DeutschlandMaritime Museen – sechs Highlights

Jill Grigoleit

 · 27.12.2025

Außenansicht des Internationalen Maritimen Museums in Hamburg
Foto: IMM Hamburg
Maritime Museen gibt es viele in Deutschland; alle erzählen Geschichte oder Geschichten zu einem Thema rund ums Wasser - von der Historie über die Technik bis hin zu Natur und Umweltschutz. Verteilt sind sie über die ganze Republik. Nach unserer Gesamtübersicht stellen wir nun sechs Ausstellungen an den Küsten und im Binnenland genauer vor.
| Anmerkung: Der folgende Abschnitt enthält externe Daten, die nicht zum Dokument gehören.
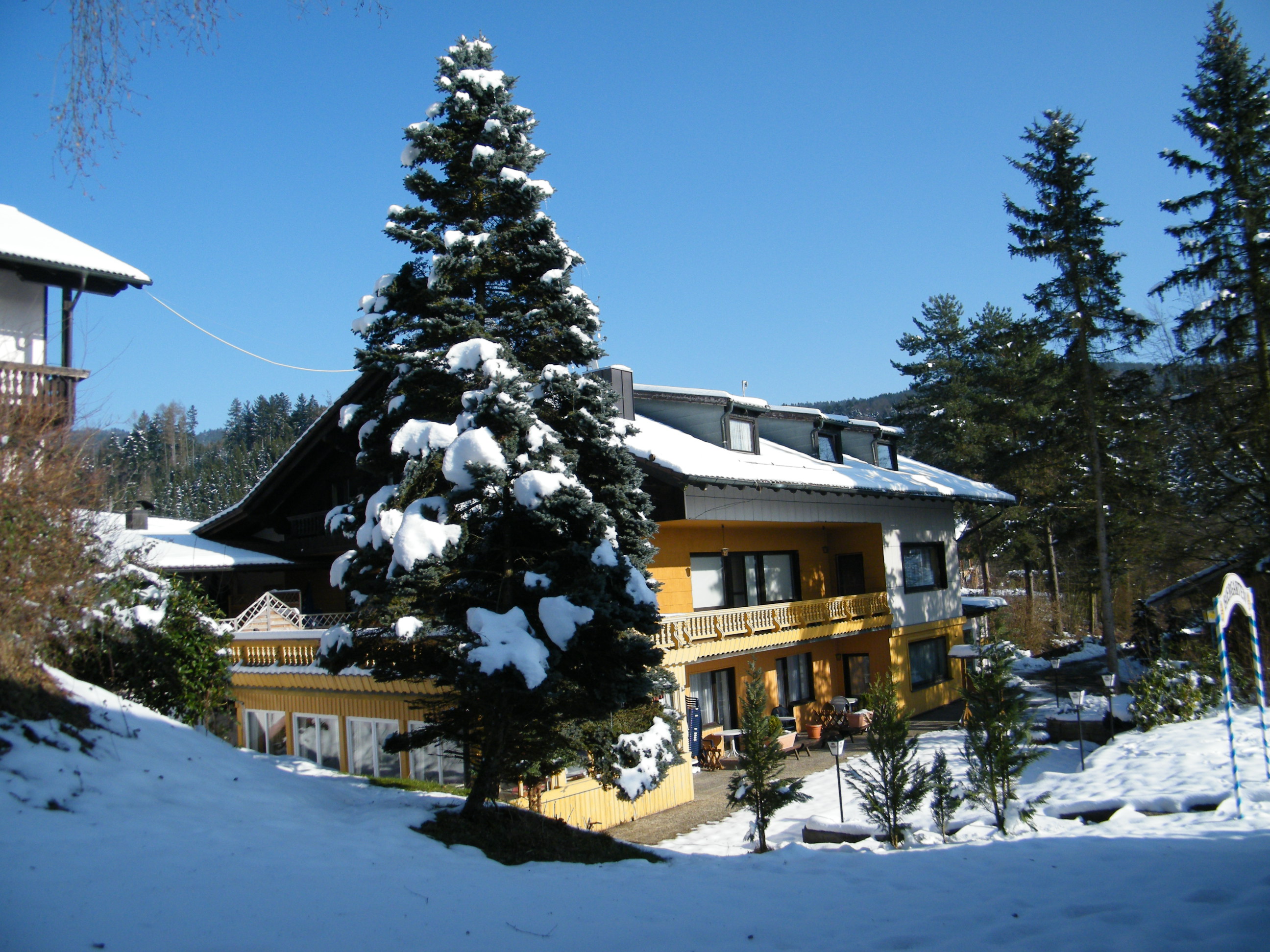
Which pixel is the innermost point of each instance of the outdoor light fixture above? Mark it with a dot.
(1078, 702)
(836, 748)
(1109, 681)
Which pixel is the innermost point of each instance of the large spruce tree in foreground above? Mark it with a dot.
(505, 556)
(1081, 304)
(1224, 282)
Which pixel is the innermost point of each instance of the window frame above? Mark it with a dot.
(944, 663)
(939, 563)
(760, 578)
(754, 433)
(275, 717)
(784, 681)
(436, 749)
(295, 728)
(379, 748)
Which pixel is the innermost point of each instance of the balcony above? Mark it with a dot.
(761, 626)
(41, 385)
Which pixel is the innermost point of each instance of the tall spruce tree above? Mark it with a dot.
(1226, 281)
(1081, 305)
(505, 556)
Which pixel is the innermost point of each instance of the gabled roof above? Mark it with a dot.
(780, 468)
(51, 257)
(171, 545)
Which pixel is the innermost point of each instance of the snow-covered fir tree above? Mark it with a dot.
(505, 556)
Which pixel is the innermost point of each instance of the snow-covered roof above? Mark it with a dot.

1. Internationales Maritimes Museum, Hamburg

Auf neun Ausstellungsdecks werden 3000 Jahre Schifffahrtsgeschichte gezeigt – von der Zeit der großen Entdecker bis zur modernen Seefahrt. Historische Globen und Seekarten zeigen, wie sich das Weltbild im Laufe der Jahrhunderte veränderte. Im historischen Kaispeicher B, Hamburgs ältestem erhaltenen Speicher, findet man die größte maritime Privatsammlung der Welt. Ein Highlight sind die wertvollen Schiffsmodelle aus Gold, Silber oder Bernstein und die Knochenschiffe aus der Zeit der Napoleonischen Kriege.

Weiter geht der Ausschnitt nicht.